ASC 606/IFRS 15 accounting standards guarantee international alignment on how companies recognize revenue from contracts with customers. The guidelines involve the results of your end-to-end processes starting with contracts, through pricing, quotes, orders, and ending with revenue recognition. The full name of the rule is ASC 606: Revenue from Contracts with Customers.

THE CHALLENGE

This new rule is already in practice since 2017/2018 and requires financial institutions to spend more time strategizing around contracts and bringing contracts up to date with the new compliance requirements. Doing this effectively may require new skills for some. Also, ASC 606 will make revenue recognition calculations more complicated, potentially requiring new systems to help with processing and forecasting.

HOW DOES CLM HELP?

CLM systems powered by AI are intelligent and can continuously learn and update from the historic data available. By pre-configuring certain rules and metrics, CLM can make calculating revenue recognition and strategizing around contracts easy, effortless, and structured while ensuring compliance to the mandate. Requirements and metrics can be pre-configured to ensure accurate processing and forecasting of the revenue in question.

3. IFRS 16

IFRS 16, another new accounting standard governing the treatment of leases, came into implementation since January of this year. IFRS 16 defines that a contract can be called a lease if the contract conveys the right to control the use of an identified asset for a period of time in exchange for consideration. Services, which often form a part of the lease will no longer be considered in the lease. This new standard will have a significant impact on the banking and financial sectors’ capital requirements and the way they do business with their customers.

THE CHALLENGE

It is a time consuming and mundane task to assess every lease the banks have and uncover embedded leases and differentiate between an asset or a service lease. It could often result in manual errors or omissions. Moreover, having resources and processes in place to be able to incorporate the new standards and be compliant with the new requirements can be a big and costly challenge.

HOW DOES CLM HELP?

Contract lifecycle management solutions, through pre-configured rules and metrics, can automatically identify lease embedded contracts that expose banks and financial institutions to IFRS 16 compliance requirements. CLM solutions enable you to enhance compliance with required asset treatment clauses and help you to consistently report year on year commercials associated with these assets. Also, with CLM in place all contracts going forward will remain IFRS 16 compliant from day one.
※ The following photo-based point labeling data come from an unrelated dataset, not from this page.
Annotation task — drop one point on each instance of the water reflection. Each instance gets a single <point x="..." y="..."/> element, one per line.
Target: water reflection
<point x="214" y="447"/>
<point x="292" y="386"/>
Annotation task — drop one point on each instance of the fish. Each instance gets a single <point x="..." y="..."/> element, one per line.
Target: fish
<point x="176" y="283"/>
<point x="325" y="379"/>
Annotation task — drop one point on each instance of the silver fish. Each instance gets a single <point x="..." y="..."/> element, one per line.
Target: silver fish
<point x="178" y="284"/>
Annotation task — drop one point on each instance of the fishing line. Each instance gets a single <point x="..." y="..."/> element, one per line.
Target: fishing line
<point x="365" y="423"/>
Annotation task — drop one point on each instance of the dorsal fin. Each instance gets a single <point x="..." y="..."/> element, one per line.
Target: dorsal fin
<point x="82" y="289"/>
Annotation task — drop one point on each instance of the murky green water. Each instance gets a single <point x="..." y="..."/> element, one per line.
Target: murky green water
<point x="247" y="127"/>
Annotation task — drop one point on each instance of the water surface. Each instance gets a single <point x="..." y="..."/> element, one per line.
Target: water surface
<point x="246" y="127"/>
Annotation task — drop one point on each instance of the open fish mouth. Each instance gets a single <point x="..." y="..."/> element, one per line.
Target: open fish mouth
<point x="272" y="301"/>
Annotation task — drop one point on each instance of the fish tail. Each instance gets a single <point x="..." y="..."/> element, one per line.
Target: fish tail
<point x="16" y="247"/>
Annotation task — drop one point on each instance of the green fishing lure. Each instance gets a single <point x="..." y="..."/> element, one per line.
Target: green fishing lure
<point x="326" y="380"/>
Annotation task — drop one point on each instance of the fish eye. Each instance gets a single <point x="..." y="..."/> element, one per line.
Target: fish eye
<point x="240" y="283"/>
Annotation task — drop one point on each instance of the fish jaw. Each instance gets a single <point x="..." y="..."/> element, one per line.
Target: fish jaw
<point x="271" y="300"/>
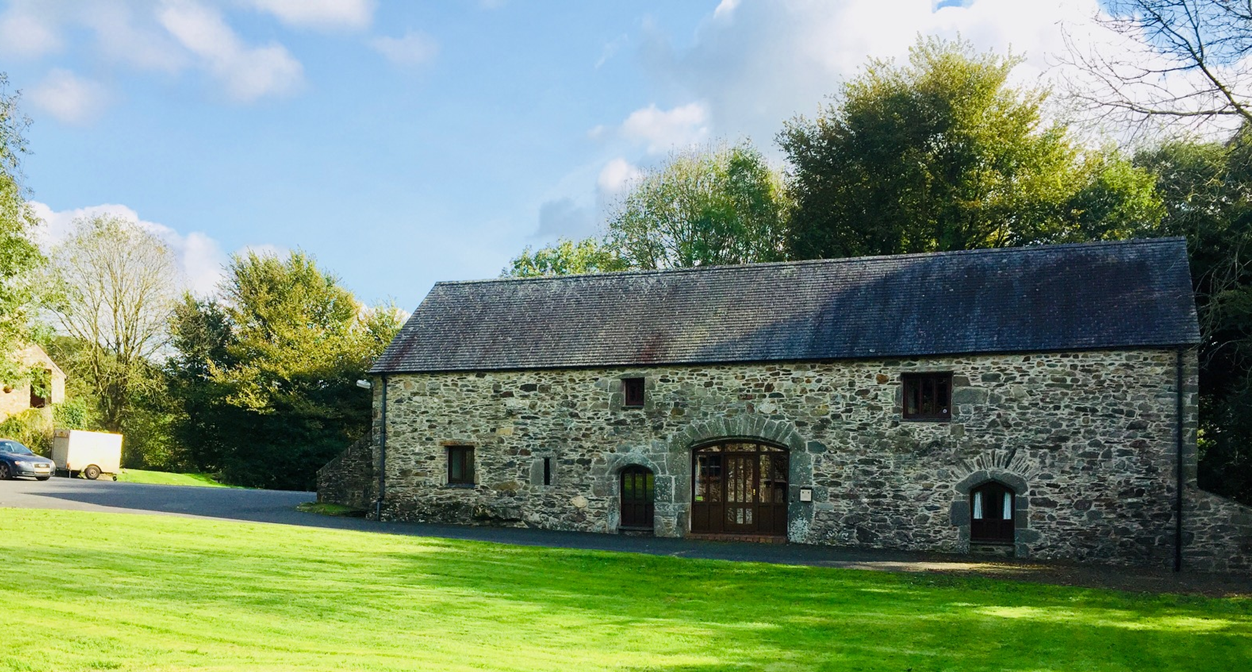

To conclude, navigating through regulatory frameworks and updating contracts to reflect the new legal standards is a challenge that requires a sophisticated automated system in place and cannot be handled effectively through manual intervention alone. Contract management systems, specifically designed for this purpose, are a great way to achieve speed and control in your contract processes while ensuring all contracts are easily updated  to comply with existing as well as emerging regulations.